第44章 つーかまーえた♪
「離せって言ってるだろ…!」
「どうして逃げようとするんだよ?勇者チャンが逃げるのはおかしいじゃん。俺の前からまたいなくなんのかよ…」
「知らない!早く此処から出せ!」
「あんな思いをすんのは二度とごめんだ」
「(あんな思い…?)」
「マイキーのことはもう忘れろ」
「っ!!」
鼻と鼻が触れる距離までぐっと顔を近付けられ、驚いたカノトは、拳を握り、半間の顔を殴ろうとする。
「っと…残念だったな勇者チャン。俺を殴って逃げるつもりだったんだろうが…そう簡単には逃がさねーよ♥」
当たる寸前で半間に手で受け止められてしまう。悔しげに顔をしかめれば、半間はニヤリと笑い、一度上体を起こした。
「勇者チャンは大事なモンが出来過ぎた。だから俺がその大事なモンを一つ一つ壊して、勇者チャンの中から消して、勇者チャンを空っぽにする」
「僕の大事な人達に何かしたら許さない!」
「だって全部壊さねーと…勇者チャンは俺のモンにならねぇだろ?何か一つでも勇者チャンの思い出になるのは許さねぇ。誰かが勇者チャンの記憶に残るのもな」
「だから…壊すの?」
「勇者チャンを守るためにな」
「守るため…?違う、君は僕を手に入れる為に僕の大事なモノを壊すんだ。そうして全部を失った僕が君に縋れば、本当の意味で僕を手に入れたことになる。そうだろ?」
すると半間は"さすが勇者チャン。やっぱ俺のこと分かってンな"と嬉しそうに笑う。それに対して"分かりたくもないよ、君のことなんか…"と内心毒づいた。
「悪いけど僕は大事なモノを君なんかには壊させないし、例え全部を失ったとしても絶対に君には縋らない。あまり僕を弱く見るな」
ハッキリとした口調で告げれば、半間は驚いたように目を見張って、自分に向けられた紫色の瞳にぞくりと小さな興奮を覚えた。
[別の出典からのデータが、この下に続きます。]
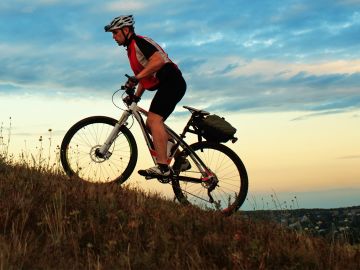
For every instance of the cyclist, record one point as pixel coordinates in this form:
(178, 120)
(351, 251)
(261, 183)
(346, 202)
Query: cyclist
(153, 71)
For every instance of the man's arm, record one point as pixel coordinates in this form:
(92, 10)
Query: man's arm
(140, 90)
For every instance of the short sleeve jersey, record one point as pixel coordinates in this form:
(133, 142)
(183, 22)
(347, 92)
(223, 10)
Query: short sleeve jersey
(139, 50)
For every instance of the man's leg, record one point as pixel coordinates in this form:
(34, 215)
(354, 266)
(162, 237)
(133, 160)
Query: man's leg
(160, 137)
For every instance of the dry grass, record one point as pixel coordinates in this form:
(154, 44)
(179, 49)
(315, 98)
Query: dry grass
(50, 222)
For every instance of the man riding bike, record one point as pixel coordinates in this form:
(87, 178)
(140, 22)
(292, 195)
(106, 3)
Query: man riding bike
(153, 71)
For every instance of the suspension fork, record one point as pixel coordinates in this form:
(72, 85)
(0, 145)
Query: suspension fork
(103, 151)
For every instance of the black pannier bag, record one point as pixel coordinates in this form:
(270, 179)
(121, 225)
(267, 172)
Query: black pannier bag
(215, 128)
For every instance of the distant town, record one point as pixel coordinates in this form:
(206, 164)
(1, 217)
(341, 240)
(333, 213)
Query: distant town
(337, 225)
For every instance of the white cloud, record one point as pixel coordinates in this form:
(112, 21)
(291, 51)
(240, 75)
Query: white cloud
(270, 69)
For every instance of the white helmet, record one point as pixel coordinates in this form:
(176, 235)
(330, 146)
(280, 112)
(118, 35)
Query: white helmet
(120, 22)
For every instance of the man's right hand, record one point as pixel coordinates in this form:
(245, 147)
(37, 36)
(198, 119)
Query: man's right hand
(130, 99)
(131, 82)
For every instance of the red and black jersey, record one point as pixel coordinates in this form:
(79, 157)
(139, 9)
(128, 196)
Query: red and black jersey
(139, 50)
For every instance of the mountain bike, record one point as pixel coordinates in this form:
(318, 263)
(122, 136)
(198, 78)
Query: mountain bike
(103, 149)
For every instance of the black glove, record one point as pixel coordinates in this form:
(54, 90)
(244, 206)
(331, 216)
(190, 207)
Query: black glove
(131, 82)
(130, 99)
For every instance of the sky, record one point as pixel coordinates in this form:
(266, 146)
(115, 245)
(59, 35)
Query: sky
(286, 73)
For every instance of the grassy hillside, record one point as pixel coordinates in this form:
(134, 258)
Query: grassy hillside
(50, 222)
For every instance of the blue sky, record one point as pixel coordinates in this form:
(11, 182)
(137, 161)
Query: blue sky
(250, 55)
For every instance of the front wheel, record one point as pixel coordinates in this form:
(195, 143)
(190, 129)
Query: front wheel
(79, 156)
(232, 186)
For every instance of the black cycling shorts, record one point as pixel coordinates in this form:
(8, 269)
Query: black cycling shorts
(172, 87)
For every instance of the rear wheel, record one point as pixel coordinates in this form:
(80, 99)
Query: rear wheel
(80, 158)
(232, 186)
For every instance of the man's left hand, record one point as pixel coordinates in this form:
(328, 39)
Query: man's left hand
(131, 82)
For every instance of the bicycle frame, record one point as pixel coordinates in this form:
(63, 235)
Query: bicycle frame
(137, 112)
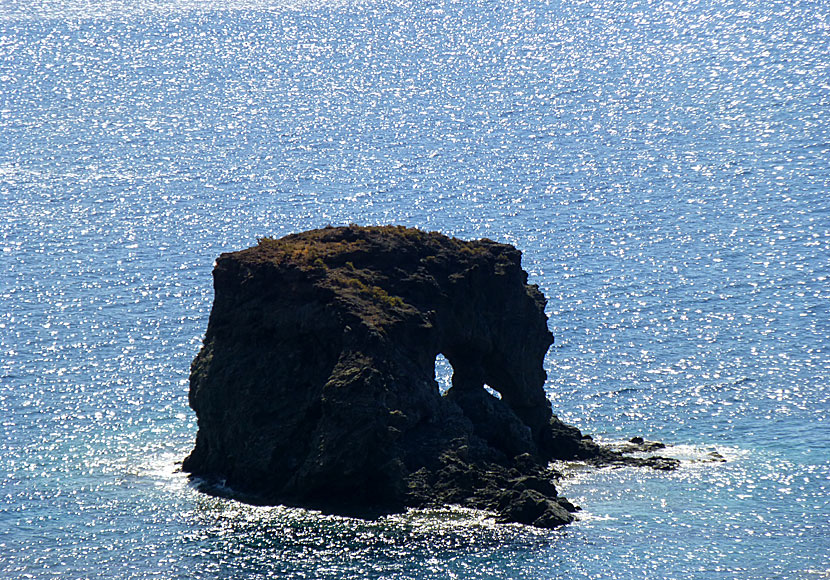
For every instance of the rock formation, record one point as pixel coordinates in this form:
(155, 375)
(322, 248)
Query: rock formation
(316, 386)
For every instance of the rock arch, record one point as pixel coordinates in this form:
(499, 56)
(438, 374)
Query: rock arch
(316, 382)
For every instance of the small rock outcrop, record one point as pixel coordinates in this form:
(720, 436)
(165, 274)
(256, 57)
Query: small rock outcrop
(316, 386)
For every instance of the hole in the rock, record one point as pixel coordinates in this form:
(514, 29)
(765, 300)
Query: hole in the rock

「ククク…その眼、あの頃から変わんねぇなぁ。真っ直ぐ過ぎてゾクゾクするわ♥」
「……………」
「やっとマイキーとアイツから勇者チャンを奪えた。なぁ勇者チャン…これからは俺とたくさんの思い出作っていこうな♥」
恍惚とした表情で半間はニヤリと笑う。
「…どうしてそこまで」
「ん?」
カノトはキッと半間を睨みつける。